I have slightly modified Apache log -

LogFormat "%h %l %u %t %{Host}i "%r" %>s %b "%{Referer}i" "%{User-Agent}i" "%{nsdr}C"" combined
LogFormat "%h %l %u %t "%r" "%{Cookie}i" %>s %b" common
LogFormat "%{Referer}i -> %U" referer
LogFormat "%{User-agent}i" agent
CustomLog logs/access_log combined

That looks like the following message:

192.168.10.200 - - [08/May/2018:12:46:28 -0700] www.computerworld.com "GET /autocompleter?callback=jQuery110207036132516408653_1525808774720&featureClass=P&maxRows=12&query=Learning+R&style=full HTTP/1.1" 200 107 "https://www.computerworld.com/category/application-development/" "Mozilla/5.0 (Windows NT 6.1; Win64; x64) AppleWebKit/537.36 (KHTML, like Gecko) Chrome/66.0.3359.139 Safari/537.36" "-"

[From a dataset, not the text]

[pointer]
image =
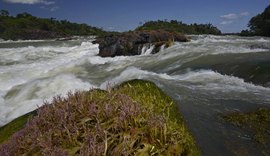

My logstash input filter is:

filter {
grok {
match => { "message" => "%{COMBINEDAPACHELOG},%{QUOTEDSTRING:NSDR}" }
}

What am I missing?


(Magnus Bäck) #2

You seem to be missing that the separator between the user agent and the NSDR is a space and not a comma. There might be other problems too but that one stood out.


(Konstantin Kondakov) #3

replaced with space - no luck.. :-(((

input {
file {
path => '/weblogs/**/.'
}
}

filter {
grok {
match => { "message" => "%{COMBINEDAPACHELOG} %{QUOTEDSTRING:NSDR}" }
}

What is the best way to troubleshoot issues like thsis?


(Magnus Bäck) #4

What is the best way to troubleshoot issues like thsis?

Build the expression gradually. Start with the simplest possible expression and verify that it works, then add the next component, and the next. At some point it'll break and then you've narrowed the problem down. In this case you'll have to expand COMBINEDAPACHELOG to its constituent parts.


(Christian Dahlqvist) #5

You have a field that contains www.computerworld.com right after the timestamp. In the COMBINEDAPACHELOG pattern the verb follows right after the timestamp. You suspect you will therefore need to define your own pattern.


(Konstantin Kondakov) #6

Found the following sample at https://github.com/elastic/examples/tree/master/Common%20Data%20Formats/apache_logs

Using the following syntax for Grok Parser:

%{IPORHOST:clientip} %{USER:ident} %{USER:auth} [%{HTTPDATE:timestamp}] "%{WORD:verb} %{DATA:request} HTTP/%{NUMBER:httpversion}" %{NUMBER:response:int} (?:-|%{NUMBER:bytes:int}) %{QS:referrer} %{QS:agent}

the example 1 (from the text book) - WORKS

83.149.9.216 - - [17/May/2015:10:05:03 +0000] "GET /presentations/logstash-monitorama-2013/images/kibana-search.png HTTP/1.1" 200 203023 "http://semicomplete.com/presentations/logstash-monitorama-2013/" "Mozilla/5.0 (Macintosh; Intel Mac OS X 10_9_1) AppleWebKit/537.36 (KHTML, like Gecko) Chrome/32.0.1700.77 Safari/537.36"

the example 2 -- MY LOG - that looks almost the SAME -does NOT work!!!

172.22.70.194 - - [09/May/2018:20:19:35 -0700] "GET /network HTTP/1.1" 200 576 "http://fastlyssl.pcworld.com/article/3269793/components-graphics/nvidia-kills-geforce-partner-program.html" "Mozilla/5.0 (Windows NT 10.0; Win64; x64) AppleWebKit/537.36 (KHTML, like Gecko) Chrome/66.0.3359.139 Safari/537.36"


(Konstantin Kondakov) #7

FIXED!!! - there was an EXTRA space in my Apachecombine log between directives - and here is the FINAL version of the grok filter -

filter {
grok {
match => {
"message" => '%{IPORHOST:clientip} %{USER::ident} %{USER:auth} [%{HTTPDATE:timestamp}] "%{WORD:verb} %{DATA:request} HTTP/%{NUMBER:httpversion}" %{NUMBER:response:int} (?:-|%{NUMBER:bytes:int}) %{QS:referrer} %{QS:agent} %{QS:nsdr} %{QS:property}'
}
}


(Pjanzen) #8

I do not know if you are aware but there is a online grok debugger which is really handy for this type of problems.


(system) #9

This topic was automatically closed 28 days after the last reply. New replies are no longer allowed.